Man sollte sich weiter an Luther reiben, meint der Theologe Traugott Jähnichen

Wie hat das Reformationsjubiläum unsere Sicht auf Martin Luther verändert? Und: Wie geht es jetzt weiter? Gerd-Matthias Hoeffchen sprach mit Traugott Jähnichen, Professor für Christliche Gesellschaftslehre an der Evangelisch-Theologischen Fakultät der Ruhr-Universität Bochum.

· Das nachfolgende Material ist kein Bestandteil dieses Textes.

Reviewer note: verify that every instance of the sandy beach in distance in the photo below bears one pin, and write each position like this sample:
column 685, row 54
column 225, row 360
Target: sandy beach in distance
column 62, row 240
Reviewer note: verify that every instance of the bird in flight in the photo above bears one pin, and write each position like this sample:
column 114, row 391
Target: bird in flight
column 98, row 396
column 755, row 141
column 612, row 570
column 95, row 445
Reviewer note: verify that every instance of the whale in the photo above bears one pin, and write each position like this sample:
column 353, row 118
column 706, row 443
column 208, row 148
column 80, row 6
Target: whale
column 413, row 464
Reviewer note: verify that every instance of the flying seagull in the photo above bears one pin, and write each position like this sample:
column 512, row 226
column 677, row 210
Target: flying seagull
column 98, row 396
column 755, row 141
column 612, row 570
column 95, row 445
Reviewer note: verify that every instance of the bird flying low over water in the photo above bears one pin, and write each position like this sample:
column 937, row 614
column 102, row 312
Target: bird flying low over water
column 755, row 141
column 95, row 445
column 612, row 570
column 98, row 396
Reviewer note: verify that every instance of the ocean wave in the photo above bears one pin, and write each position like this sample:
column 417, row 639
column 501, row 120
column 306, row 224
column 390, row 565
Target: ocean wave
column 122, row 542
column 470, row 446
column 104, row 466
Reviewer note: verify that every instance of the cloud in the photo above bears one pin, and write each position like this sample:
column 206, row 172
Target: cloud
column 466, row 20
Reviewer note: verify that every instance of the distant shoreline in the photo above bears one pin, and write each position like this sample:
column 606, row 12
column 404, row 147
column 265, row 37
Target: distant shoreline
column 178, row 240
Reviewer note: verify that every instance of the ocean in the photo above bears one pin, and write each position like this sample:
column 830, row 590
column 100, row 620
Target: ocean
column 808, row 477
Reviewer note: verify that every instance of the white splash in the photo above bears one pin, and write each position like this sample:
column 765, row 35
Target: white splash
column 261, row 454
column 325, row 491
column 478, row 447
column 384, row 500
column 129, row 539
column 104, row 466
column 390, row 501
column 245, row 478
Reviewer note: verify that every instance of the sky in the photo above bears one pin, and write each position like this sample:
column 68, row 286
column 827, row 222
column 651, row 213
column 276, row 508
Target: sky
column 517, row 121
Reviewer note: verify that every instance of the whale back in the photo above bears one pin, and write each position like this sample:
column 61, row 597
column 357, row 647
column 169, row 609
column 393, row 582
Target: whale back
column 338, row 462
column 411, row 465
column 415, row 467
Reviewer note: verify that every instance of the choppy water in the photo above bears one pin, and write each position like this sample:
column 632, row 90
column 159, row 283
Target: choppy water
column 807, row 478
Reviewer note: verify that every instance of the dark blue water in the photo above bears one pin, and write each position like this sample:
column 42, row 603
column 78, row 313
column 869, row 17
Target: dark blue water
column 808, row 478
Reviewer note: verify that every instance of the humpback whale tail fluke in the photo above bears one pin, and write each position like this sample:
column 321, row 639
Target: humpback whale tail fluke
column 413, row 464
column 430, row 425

Nach dem Finale am 31.10.: Wie geht’s weiter?
Die evangelische Kirche sollte nicht sagen: Geschafft, nun ist es vorbei. Das Jubiläum hat gezeigt: Bei Luther gibt es immer wieder Neues zu entdecken, da schlummern noch viele Potenziale. Gerade in der Ethik. Sein Verhältnis zur Obrigkeit, sein Eheverständnis. Auch Luthers Kritik an den Monopolgesellschaften seiner Zeit sowie seine Würdigung des Marktes. Man sollte sich weiter an dem Reformator reiben, Entdeckungen machen, sich mit ihm auseinandersetzen.
Günter Brakelmann hat es einmal so ausgedrückt: „Wir haben Luther noch längst nicht hinter uns, sondern immer wieder vor uns.“

Hat das Reformationsjubiläum unsere Sicht auf Luther verändert?
Ja, ich denke schon. Im Vorlauf zum Jubiläum, in der Reformationsdekade,  wurde viel über Martin Luther und die Reformation geforscht und diskutiert. Theologisch, historisch, kulturwissenschaftlich, politisch. Wir sehen ihn jetzt viel stärker in seinem historischen Umfeld, als ein Kind seiner Zeit.

Das war früher anders?
Bei früheren Jubiläen wurde Luther deutlich mehr für aktuelle Anliegen vereinnahmt: als antirömischer Kämpfer, fürs Vaterland, für das Deutschtum usw.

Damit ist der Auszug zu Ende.